Luminescence profiles of promoter-lux fusions in serovar Typhimurium 14028 and a rifampin-resistant isogenic mutant, R306, in response to rifampin (Rif). Two rifampin-up-regulated promoters (STM3595 and slyA), two rifampin-down-regulated promoters (fliA and invF), and one promoter unaffected by rifampin (STM2091) were assayed.
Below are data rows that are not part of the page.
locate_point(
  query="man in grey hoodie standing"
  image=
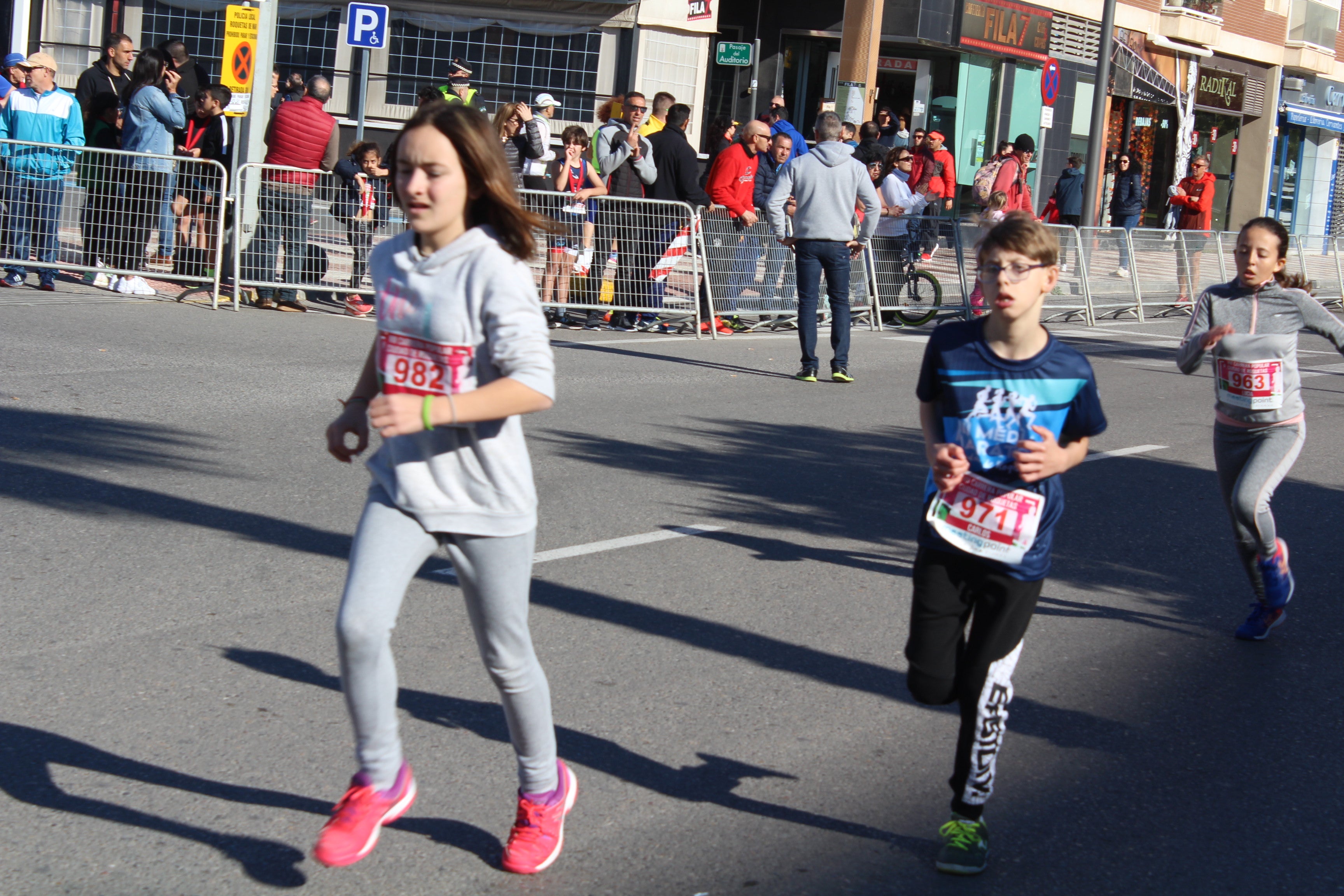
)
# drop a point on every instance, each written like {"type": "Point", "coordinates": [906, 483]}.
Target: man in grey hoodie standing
{"type": "Point", "coordinates": [627, 162]}
{"type": "Point", "coordinates": [827, 184]}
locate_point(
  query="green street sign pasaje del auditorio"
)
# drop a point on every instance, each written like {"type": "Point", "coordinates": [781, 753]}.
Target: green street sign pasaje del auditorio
{"type": "Point", "coordinates": [733, 54]}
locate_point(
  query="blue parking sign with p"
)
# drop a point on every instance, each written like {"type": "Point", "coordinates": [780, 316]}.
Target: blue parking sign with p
{"type": "Point", "coordinates": [366, 26]}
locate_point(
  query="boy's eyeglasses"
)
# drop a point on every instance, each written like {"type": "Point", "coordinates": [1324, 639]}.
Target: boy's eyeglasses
{"type": "Point", "coordinates": [1013, 273]}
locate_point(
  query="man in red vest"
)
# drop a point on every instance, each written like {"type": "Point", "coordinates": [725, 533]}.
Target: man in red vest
{"type": "Point", "coordinates": [300, 136]}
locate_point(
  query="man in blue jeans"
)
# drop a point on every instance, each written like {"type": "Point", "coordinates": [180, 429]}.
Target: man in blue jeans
{"type": "Point", "coordinates": [827, 184]}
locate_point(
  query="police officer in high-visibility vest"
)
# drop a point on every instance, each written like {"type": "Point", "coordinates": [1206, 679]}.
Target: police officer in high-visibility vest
{"type": "Point", "coordinates": [459, 91]}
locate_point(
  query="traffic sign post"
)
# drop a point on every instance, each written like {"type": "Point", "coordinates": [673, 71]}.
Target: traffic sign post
{"type": "Point", "coordinates": [1050, 82]}
{"type": "Point", "coordinates": [238, 61]}
{"type": "Point", "coordinates": [1049, 94]}
{"type": "Point", "coordinates": [366, 29]}
{"type": "Point", "coordinates": [733, 54]}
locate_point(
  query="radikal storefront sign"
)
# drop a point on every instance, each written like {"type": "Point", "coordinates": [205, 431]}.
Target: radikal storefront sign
{"type": "Point", "coordinates": [1221, 91]}
{"type": "Point", "coordinates": [1006, 27]}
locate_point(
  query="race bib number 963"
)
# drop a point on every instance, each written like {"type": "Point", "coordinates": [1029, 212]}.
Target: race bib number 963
{"type": "Point", "coordinates": [1257, 386]}
{"type": "Point", "coordinates": [987, 519]}
{"type": "Point", "coordinates": [421, 367]}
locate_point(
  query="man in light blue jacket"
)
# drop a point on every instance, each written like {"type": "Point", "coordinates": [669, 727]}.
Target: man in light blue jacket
{"type": "Point", "coordinates": [37, 177]}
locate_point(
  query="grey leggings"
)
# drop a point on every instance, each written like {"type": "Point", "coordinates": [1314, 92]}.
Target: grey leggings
{"type": "Point", "coordinates": [1250, 467]}
{"type": "Point", "coordinates": [496, 574]}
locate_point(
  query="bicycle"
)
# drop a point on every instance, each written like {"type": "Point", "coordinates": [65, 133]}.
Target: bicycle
{"type": "Point", "coordinates": [917, 292]}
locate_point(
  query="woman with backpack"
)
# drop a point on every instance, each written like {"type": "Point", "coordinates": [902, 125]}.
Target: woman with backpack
{"type": "Point", "coordinates": [1128, 201]}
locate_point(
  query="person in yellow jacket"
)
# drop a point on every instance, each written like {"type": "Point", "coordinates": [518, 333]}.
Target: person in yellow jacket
{"type": "Point", "coordinates": [459, 88]}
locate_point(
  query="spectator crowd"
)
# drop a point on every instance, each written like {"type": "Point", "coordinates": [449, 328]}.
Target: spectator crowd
{"type": "Point", "coordinates": [756, 189]}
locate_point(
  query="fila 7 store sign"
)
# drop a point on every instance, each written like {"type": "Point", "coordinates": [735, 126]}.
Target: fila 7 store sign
{"type": "Point", "coordinates": [1007, 27]}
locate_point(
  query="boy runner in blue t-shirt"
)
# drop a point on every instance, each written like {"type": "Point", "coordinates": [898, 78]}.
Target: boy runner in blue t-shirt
{"type": "Point", "coordinates": [1006, 409]}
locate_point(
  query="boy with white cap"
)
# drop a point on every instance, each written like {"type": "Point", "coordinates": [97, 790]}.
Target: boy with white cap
{"type": "Point", "coordinates": [534, 170]}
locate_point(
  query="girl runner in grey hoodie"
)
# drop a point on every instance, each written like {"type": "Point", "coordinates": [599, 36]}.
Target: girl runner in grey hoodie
{"type": "Point", "coordinates": [1250, 328]}
{"type": "Point", "coordinates": [462, 352]}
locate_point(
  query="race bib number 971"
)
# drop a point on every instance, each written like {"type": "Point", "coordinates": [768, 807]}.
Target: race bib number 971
{"type": "Point", "coordinates": [421, 367]}
{"type": "Point", "coordinates": [987, 519]}
{"type": "Point", "coordinates": [1257, 386]}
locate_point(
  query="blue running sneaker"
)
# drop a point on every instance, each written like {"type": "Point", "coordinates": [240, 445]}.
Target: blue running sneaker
{"type": "Point", "coordinates": [1279, 578]}
{"type": "Point", "coordinates": [1261, 620]}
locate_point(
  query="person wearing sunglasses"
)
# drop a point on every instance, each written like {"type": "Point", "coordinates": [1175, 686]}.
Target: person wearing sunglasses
{"type": "Point", "coordinates": [1128, 201]}
{"type": "Point", "coordinates": [627, 162]}
{"type": "Point", "coordinates": [1194, 201]}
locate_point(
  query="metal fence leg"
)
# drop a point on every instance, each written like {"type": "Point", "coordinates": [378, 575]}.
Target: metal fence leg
{"type": "Point", "coordinates": [1089, 313]}
{"type": "Point", "coordinates": [709, 303]}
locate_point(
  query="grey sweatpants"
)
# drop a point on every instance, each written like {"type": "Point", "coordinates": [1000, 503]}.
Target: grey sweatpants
{"type": "Point", "coordinates": [495, 574]}
{"type": "Point", "coordinates": [1250, 467]}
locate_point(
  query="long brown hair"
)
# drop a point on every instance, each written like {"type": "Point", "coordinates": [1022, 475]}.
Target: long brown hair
{"type": "Point", "coordinates": [502, 119]}
{"type": "Point", "coordinates": [492, 199]}
{"type": "Point", "coordinates": [1280, 233]}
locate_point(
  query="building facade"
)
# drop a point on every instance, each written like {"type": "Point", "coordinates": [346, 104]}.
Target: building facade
{"type": "Point", "coordinates": [1246, 82]}
{"type": "Point", "coordinates": [580, 51]}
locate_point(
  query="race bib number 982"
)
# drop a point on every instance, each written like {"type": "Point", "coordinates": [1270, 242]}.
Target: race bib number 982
{"type": "Point", "coordinates": [421, 367]}
{"type": "Point", "coordinates": [1257, 386]}
{"type": "Point", "coordinates": [987, 519]}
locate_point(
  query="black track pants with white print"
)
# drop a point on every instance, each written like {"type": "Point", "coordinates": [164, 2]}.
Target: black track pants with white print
{"type": "Point", "coordinates": [975, 668]}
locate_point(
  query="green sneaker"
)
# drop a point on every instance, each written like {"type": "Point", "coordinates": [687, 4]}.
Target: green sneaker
{"type": "Point", "coordinates": [966, 847]}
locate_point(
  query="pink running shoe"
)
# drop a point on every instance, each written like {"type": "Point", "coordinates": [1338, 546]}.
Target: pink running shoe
{"type": "Point", "coordinates": [538, 833]}
{"type": "Point", "coordinates": [359, 817]}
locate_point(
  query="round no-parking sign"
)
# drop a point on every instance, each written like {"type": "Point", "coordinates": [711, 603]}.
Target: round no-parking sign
{"type": "Point", "coordinates": [1050, 82]}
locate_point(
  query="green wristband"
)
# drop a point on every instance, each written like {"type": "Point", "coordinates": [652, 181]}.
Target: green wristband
{"type": "Point", "coordinates": [425, 406]}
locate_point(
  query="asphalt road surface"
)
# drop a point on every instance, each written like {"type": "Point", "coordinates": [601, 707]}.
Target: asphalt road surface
{"type": "Point", "coordinates": [732, 700]}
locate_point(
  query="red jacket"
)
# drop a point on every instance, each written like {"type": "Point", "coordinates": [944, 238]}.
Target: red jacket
{"type": "Point", "coordinates": [733, 180]}
{"type": "Point", "coordinates": [1013, 180]}
{"type": "Point", "coordinates": [298, 136]}
{"type": "Point", "coordinates": [1197, 206]}
{"type": "Point", "coordinates": [943, 183]}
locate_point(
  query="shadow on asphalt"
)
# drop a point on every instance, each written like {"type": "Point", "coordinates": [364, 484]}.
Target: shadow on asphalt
{"type": "Point", "coordinates": [26, 760]}
{"type": "Point", "coordinates": [710, 782]}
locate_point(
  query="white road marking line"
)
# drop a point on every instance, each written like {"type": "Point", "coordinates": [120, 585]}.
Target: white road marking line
{"type": "Point", "coordinates": [1138, 449]}
{"type": "Point", "coordinates": [609, 544]}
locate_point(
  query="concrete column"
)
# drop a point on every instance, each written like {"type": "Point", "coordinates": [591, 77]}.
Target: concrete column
{"type": "Point", "coordinates": [859, 45]}
{"type": "Point", "coordinates": [1256, 158]}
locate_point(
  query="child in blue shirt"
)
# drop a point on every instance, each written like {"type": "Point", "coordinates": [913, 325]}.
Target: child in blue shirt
{"type": "Point", "coordinates": [1006, 409]}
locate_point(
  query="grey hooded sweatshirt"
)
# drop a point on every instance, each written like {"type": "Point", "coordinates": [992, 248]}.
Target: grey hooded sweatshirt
{"type": "Point", "coordinates": [826, 184]}
{"type": "Point", "coordinates": [1256, 375]}
{"type": "Point", "coordinates": [474, 479]}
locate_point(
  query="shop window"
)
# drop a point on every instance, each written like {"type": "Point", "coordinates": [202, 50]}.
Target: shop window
{"type": "Point", "coordinates": [301, 45]}
{"type": "Point", "coordinates": [672, 62]}
{"type": "Point", "coordinates": [72, 32]}
{"type": "Point", "coordinates": [507, 66]}
{"type": "Point", "coordinates": [1314, 23]}
{"type": "Point", "coordinates": [1208, 7]}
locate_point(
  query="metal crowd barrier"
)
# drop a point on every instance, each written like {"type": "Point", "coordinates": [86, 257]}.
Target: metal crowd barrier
{"type": "Point", "coordinates": [285, 213]}
{"type": "Point", "coordinates": [634, 258]}
{"type": "Point", "coordinates": [97, 212]}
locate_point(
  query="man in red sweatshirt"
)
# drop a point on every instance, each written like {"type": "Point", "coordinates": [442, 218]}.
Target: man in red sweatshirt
{"type": "Point", "coordinates": [1194, 198]}
{"type": "Point", "coordinates": [1013, 177]}
{"type": "Point", "coordinates": [732, 184]}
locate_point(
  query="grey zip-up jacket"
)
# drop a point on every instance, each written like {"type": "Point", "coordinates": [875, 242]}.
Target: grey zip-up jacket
{"type": "Point", "coordinates": [826, 184]}
{"type": "Point", "coordinates": [1256, 375]}
{"type": "Point", "coordinates": [474, 479]}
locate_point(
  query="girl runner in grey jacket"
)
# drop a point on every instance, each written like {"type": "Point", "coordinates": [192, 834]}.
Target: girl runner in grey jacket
{"type": "Point", "coordinates": [1249, 326]}
{"type": "Point", "coordinates": [462, 352]}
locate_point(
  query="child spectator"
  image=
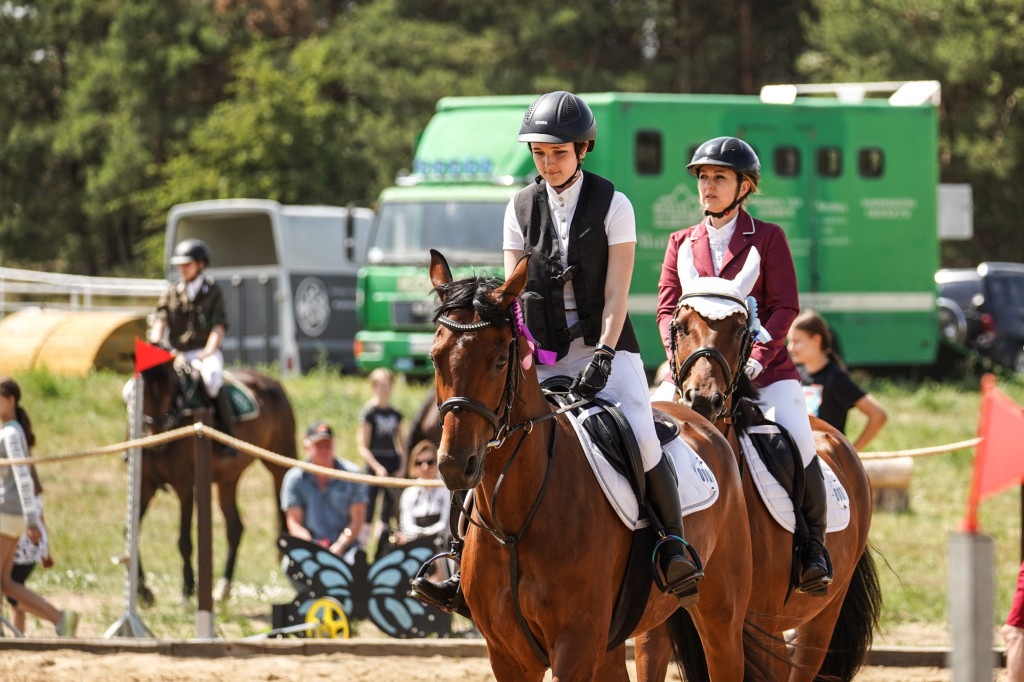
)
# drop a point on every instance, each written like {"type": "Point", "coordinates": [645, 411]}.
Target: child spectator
{"type": "Point", "coordinates": [830, 390]}
{"type": "Point", "coordinates": [380, 443]}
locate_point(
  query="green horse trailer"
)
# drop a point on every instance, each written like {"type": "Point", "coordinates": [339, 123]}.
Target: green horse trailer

Luminescence was monitored during a minimum of 14 h of growth in microtiter plates containing LB with kanamycin (25 μg/ml) and the indicated amount (μg/ml) of rifampin; the plates were sealed with a Mylar plate sealer (Thermo Labsystems, Franklin, MA) and incubated at 37°C in a Victor II multilabel counter. Average peak luminescence values from eight replicate time courses are plotted. Error bars indicate standard deviations. wt, wild type; RifR, rifampin-resistant strain.